Anderson’s film pulled towards Johnny Cage (who isn’t present here) and Liu Kang (the magnificently maned Robin Shou appeared in the first two films), but this time around we focus on MMA fighter Cole Young (a likeable Lewis Tan), who is headhunted by Jax (Mehcad Brooks). The bones of the narrative remain the same – but as evil Outworld leader Shang Tsung, Chin Han seems to be enjoying himself.
Silly, yes, but once we get past these unavoidable parameters, McQuoid speeds through exposition at breakneck speed (pity the fool who takes a restroom break during Sonya Blade’s abridged rundown meant to usher both Cole and the audience into rudimentary cognizance of the plot mechanics), and then sails through an endless assortment of well-choreographed and often quite visceral fight sequences much better attenuated to the accents of the video game.
Never taking itself too seriously, comic relief is provided by Kano’s braggadocio (an enjoyable Josh Lawson), while, once again, Sonya Blade (a game Jessica McNamee) is fashioned as an underwhelming liability until the finale. Ludi Lin appears as Liu Kang, in tow with mentor Kung Lao (Max Huang), while some impressive voice work from Damon Herriman as Kabal and Angus Sampson as the four-armed Goro (here a bit Incredible Hulk-ish) are also some fun elements (Sampson isn’t the only member of the Insidious franchise on board—James Wan serves as producer).

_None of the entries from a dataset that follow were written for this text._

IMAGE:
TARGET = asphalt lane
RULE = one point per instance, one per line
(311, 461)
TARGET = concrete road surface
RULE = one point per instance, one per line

Beyond the special effects which are more lavish than what was capable in the mid-1990s (Reptile, here a Komodo dragon-like creature, is the best glow-up), it’s a delight to see non-English speaking characters actually allowed dialogue in their mother language. And the tech details are more impressive than could be expected, particularly with a definite mood derived through peculiar shots and sequences thanks to DP Germain McMicking (cinematographer of the underrated Partisan and Berlin Syndrome).